The label powerset transformation is also directly applied to the task of multi-label feature selection based on transformation, as it is capable of delivering a single-label data set with each subset of labels converted into a new class label.

Trohidis et al. (2008) evaluated and compared several multi-label classification strategies for the task of automated decision of emotion in a music data set. For the empirical evaluation of feature selection, the use of a label powerset transformation was proposed to produce a single-label data set, and then a common feature selection measure was employed (\({\chi }^{2}\) statistic) to select the best features. They verified that, for the evaluated data set, using the ML-KNN algorithm (Zhang and Zhou 2007) as the classification algorithm and the label powerset to apply the feature selection achieved a better Hamming Loss result than without feature selection.

The label powerset transformation was also used for feature selection in Spolaôr et al. (2013), in conjunction with the ReliefF and information gain measures. With this feature selection, it was possible to reduce the dimensionality of the data sets without compromising the classification performance.

The label powerset transformation tends to create too many classes, causing overfitting and imbalance problems (Lee and Kim 2013). Doquire and Verleysen (2011) used the pruned problem transformation (PPT) (Read 2008), an improvement over the label powerset, for multi-label feature selection on three real-world data sets from different domains: gene, semantic scene and emotion (in music) classification. Then a multi-label k-NN algorithm was employed over the original multi-label data containing only the selected features. When compared with the \({\chi }^{2}\) statistic adopted in Trohidis et al. (2008), and also with a non feature selection scenario, the mutual information measure allowed the classification phase to achieve a better result in terms of the Hamming Loss and the accuracy of the classifier.
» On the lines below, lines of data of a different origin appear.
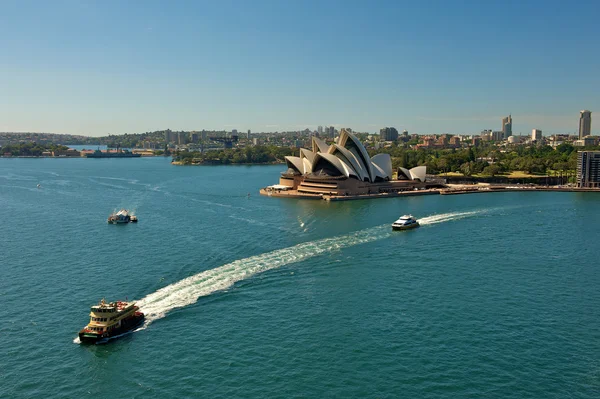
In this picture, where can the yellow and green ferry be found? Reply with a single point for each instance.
(111, 319)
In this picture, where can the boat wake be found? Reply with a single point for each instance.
(187, 291)
(446, 217)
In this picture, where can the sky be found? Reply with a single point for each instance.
(112, 67)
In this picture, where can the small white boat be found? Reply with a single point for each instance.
(405, 222)
(122, 217)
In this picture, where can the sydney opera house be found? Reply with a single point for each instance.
(343, 168)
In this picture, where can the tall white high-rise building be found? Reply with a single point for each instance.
(507, 127)
(585, 123)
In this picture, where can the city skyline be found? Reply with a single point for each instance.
(110, 68)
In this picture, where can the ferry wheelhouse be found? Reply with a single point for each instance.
(109, 319)
(405, 222)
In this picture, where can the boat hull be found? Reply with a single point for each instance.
(128, 324)
(409, 227)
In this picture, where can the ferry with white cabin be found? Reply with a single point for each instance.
(405, 222)
(122, 217)
(110, 319)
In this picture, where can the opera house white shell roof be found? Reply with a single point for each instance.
(349, 158)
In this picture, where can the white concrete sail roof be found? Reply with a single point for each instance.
(354, 162)
(295, 163)
(307, 165)
(304, 153)
(418, 172)
(405, 174)
(319, 145)
(383, 162)
(352, 144)
(340, 165)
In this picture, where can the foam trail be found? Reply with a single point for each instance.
(188, 290)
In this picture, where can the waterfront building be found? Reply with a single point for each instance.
(344, 168)
(585, 123)
(588, 169)
(587, 141)
(496, 135)
(169, 136)
(388, 134)
(507, 127)
(331, 132)
(181, 138)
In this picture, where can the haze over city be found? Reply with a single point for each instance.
(97, 68)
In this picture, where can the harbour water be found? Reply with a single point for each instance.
(247, 296)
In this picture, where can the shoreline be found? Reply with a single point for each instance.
(433, 191)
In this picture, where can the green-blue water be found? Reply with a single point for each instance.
(496, 295)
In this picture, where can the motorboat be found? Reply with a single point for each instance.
(121, 217)
(405, 222)
(111, 319)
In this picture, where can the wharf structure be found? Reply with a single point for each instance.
(343, 169)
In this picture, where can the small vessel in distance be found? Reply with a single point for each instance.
(108, 320)
(122, 217)
(405, 222)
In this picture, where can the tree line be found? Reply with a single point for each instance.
(247, 155)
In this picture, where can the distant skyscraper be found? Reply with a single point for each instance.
(388, 134)
(168, 136)
(585, 123)
(588, 169)
(331, 132)
(507, 127)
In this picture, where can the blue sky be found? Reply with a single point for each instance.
(103, 67)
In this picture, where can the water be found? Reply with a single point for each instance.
(496, 295)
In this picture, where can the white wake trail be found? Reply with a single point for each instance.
(187, 291)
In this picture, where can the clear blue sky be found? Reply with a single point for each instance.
(100, 67)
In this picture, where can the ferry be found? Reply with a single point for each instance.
(405, 222)
(108, 320)
(122, 217)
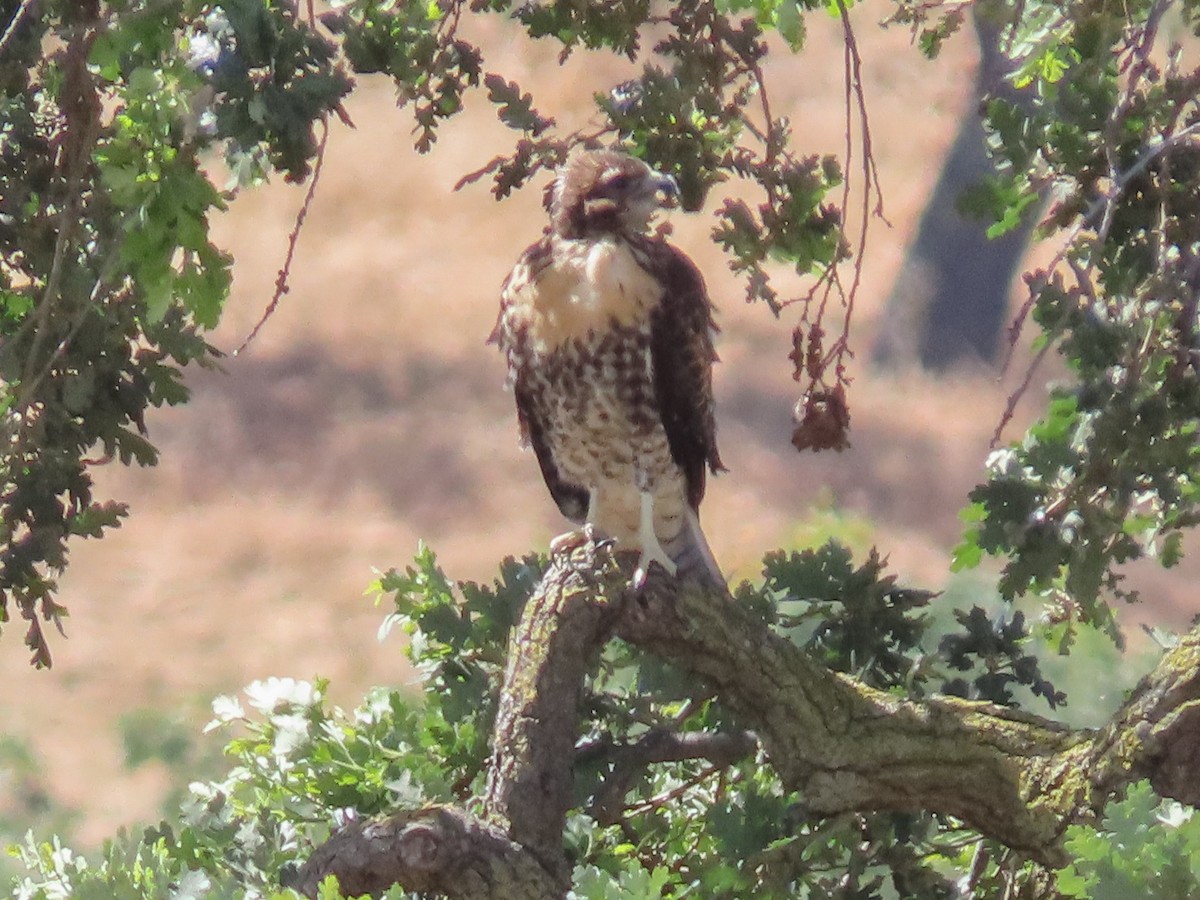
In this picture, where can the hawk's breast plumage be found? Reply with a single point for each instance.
(609, 339)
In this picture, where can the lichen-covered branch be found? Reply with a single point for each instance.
(562, 629)
(437, 851)
(844, 747)
(1014, 777)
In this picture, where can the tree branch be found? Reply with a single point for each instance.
(1014, 777)
(845, 747)
(565, 623)
(436, 850)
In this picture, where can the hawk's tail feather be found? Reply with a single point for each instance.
(693, 556)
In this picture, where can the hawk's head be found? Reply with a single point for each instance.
(604, 192)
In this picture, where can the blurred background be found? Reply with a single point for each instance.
(369, 414)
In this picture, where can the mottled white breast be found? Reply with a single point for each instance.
(591, 286)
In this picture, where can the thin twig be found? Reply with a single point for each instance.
(281, 281)
(1015, 397)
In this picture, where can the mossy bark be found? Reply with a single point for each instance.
(1013, 777)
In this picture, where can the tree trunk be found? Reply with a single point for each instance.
(951, 300)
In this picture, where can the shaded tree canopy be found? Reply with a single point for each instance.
(809, 736)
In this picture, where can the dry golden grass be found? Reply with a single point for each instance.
(370, 413)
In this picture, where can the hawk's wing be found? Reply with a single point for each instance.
(682, 347)
(532, 399)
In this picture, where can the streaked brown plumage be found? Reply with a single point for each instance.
(609, 337)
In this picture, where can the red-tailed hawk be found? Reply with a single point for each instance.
(609, 337)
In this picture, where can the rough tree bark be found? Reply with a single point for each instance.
(1014, 777)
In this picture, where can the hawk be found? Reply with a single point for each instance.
(609, 339)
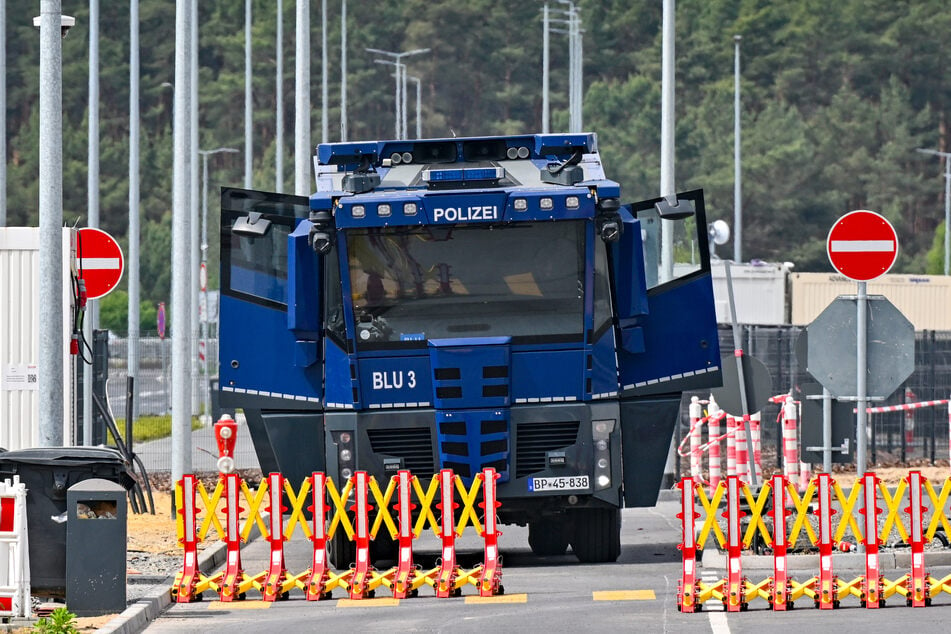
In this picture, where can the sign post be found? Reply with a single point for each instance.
(862, 245)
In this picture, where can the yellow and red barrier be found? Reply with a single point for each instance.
(855, 514)
(364, 518)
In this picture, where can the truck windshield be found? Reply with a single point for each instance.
(524, 281)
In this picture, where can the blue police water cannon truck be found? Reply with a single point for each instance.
(467, 303)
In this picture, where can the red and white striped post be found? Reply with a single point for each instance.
(779, 513)
(187, 579)
(918, 592)
(826, 584)
(361, 535)
(687, 592)
(757, 444)
(736, 587)
(491, 580)
(873, 581)
(319, 573)
(742, 450)
(447, 571)
(730, 445)
(233, 573)
(696, 416)
(405, 571)
(790, 446)
(713, 431)
(277, 571)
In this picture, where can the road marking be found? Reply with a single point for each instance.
(718, 623)
(239, 605)
(502, 598)
(382, 602)
(624, 595)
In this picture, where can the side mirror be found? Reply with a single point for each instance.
(672, 209)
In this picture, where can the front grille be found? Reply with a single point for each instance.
(414, 446)
(534, 440)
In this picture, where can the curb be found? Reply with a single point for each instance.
(135, 618)
(841, 561)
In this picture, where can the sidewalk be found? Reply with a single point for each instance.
(156, 455)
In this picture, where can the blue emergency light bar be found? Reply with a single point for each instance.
(468, 174)
(541, 147)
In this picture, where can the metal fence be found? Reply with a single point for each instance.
(895, 437)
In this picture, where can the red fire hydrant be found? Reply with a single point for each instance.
(226, 432)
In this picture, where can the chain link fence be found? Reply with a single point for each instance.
(905, 437)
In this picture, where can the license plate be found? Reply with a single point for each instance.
(564, 483)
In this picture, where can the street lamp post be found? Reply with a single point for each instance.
(947, 203)
(204, 259)
(737, 172)
(400, 84)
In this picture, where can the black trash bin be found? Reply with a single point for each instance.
(47, 473)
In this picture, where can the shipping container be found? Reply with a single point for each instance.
(924, 299)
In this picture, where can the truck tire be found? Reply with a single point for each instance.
(341, 552)
(549, 536)
(596, 537)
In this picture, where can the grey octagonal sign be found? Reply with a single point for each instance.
(831, 343)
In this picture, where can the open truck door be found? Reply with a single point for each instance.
(668, 340)
(270, 320)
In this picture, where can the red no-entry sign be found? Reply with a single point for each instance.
(100, 261)
(862, 245)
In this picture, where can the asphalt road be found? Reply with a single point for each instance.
(547, 594)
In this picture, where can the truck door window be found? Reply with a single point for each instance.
(686, 255)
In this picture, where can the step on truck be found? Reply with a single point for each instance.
(467, 303)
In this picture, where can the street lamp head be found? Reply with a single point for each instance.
(66, 23)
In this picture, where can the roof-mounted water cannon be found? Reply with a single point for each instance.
(226, 434)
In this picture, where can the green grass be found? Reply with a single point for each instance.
(147, 428)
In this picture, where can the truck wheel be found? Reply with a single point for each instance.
(549, 536)
(341, 551)
(597, 535)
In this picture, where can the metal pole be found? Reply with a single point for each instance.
(403, 103)
(302, 148)
(545, 64)
(399, 100)
(419, 110)
(667, 187)
(203, 285)
(194, 255)
(737, 172)
(181, 419)
(947, 213)
(279, 110)
(248, 149)
(132, 344)
(740, 374)
(91, 323)
(51, 223)
(3, 113)
(324, 101)
(861, 435)
(343, 70)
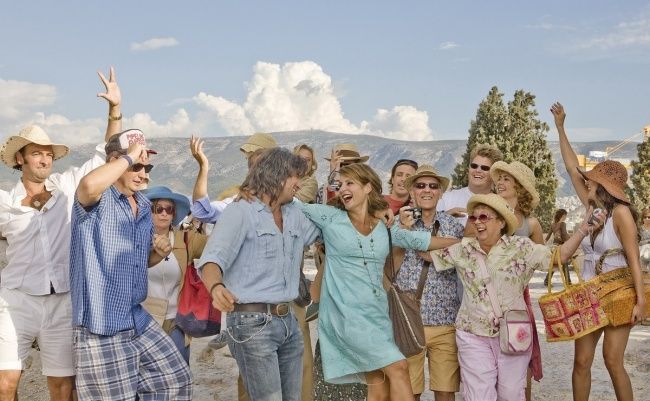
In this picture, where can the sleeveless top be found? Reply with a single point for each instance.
(606, 239)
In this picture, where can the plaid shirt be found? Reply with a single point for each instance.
(108, 264)
(439, 300)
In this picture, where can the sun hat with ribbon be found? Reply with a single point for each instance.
(499, 205)
(349, 152)
(426, 170)
(181, 202)
(612, 175)
(31, 134)
(522, 173)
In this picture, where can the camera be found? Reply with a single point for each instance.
(593, 219)
(416, 211)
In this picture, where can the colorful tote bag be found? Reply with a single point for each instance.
(573, 312)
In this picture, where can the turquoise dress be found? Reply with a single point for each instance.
(354, 330)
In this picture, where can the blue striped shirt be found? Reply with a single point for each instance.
(259, 263)
(109, 256)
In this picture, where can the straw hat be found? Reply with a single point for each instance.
(31, 134)
(522, 174)
(499, 205)
(426, 170)
(348, 152)
(258, 141)
(612, 175)
(181, 202)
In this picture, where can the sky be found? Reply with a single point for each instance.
(409, 70)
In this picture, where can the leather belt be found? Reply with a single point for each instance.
(281, 310)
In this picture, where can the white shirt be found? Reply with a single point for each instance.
(38, 241)
(455, 198)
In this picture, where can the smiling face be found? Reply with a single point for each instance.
(36, 162)
(402, 172)
(426, 197)
(353, 194)
(478, 177)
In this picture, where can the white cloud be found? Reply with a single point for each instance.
(154, 44)
(299, 95)
(448, 45)
(18, 98)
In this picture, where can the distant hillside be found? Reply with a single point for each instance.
(175, 167)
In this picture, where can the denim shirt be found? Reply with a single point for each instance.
(440, 302)
(259, 263)
(109, 257)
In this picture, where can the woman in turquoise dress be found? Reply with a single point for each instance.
(355, 331)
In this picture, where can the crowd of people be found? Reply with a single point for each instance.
(97, 259)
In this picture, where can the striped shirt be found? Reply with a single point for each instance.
(108, 263)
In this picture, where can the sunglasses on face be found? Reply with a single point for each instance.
(431, 185)
(482, 218)
(167, 209)
(479, 166)
(139, 166)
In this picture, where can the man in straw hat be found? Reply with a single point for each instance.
(439, 301)
(35, 219)
(120, 351)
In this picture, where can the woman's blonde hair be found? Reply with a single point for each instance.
(363, 174)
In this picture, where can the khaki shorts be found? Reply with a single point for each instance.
(47, 318)
(444, 370)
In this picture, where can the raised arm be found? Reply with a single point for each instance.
(114, 98)
(568, 154)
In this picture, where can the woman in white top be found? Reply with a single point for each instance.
(603, 187)
(165, 280)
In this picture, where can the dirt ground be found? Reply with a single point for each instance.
(215, 373)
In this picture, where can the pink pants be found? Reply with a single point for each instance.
(487, 373)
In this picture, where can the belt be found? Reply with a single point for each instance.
(281, 310)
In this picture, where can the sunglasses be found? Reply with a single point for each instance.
(139, 166)
(482, 218)
(431, 185)
(167, 209)
(481, 166)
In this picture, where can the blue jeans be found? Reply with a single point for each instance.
(268, 350)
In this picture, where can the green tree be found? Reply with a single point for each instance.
(516, 130)
(640, 195)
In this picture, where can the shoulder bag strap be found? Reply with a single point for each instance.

Reyes et al. (2015) presented three extensions of the ReliefF algorithm that work in the multi-label learning context. One of the extensions was the PPT-ReliefF, which uses the PPT problem transformation method to convert the multi-label problem into a single-label problem. The results were compared with the BR-ReliefF, LP-ReliefF and two adaptations (ReliefF-ML and RReliefF-ML) proposed in the same work, and indicated an improvement over preceding results.

Traditional single-label feature selection techniques can be categorized as wrapper, embedded or filter. An algorithm from any of these categories can be applied after a single data transformation. However, all publications reviewed in this subsection are categorized as Transformation Based/Single/Filter. This means that there is a lack of work evaluating single-label embedded and wrapper feature selection techniques for multi-label classification.

3.1.2 Strategies based on binary relevance transformation

The process of transforming a multi-label data set into several single-label ones was explained in Sect. 2.1. The same technique can be employed for feature selection. For each different label in the original data set, a binary single-label data set is created, and then feature selection is executed.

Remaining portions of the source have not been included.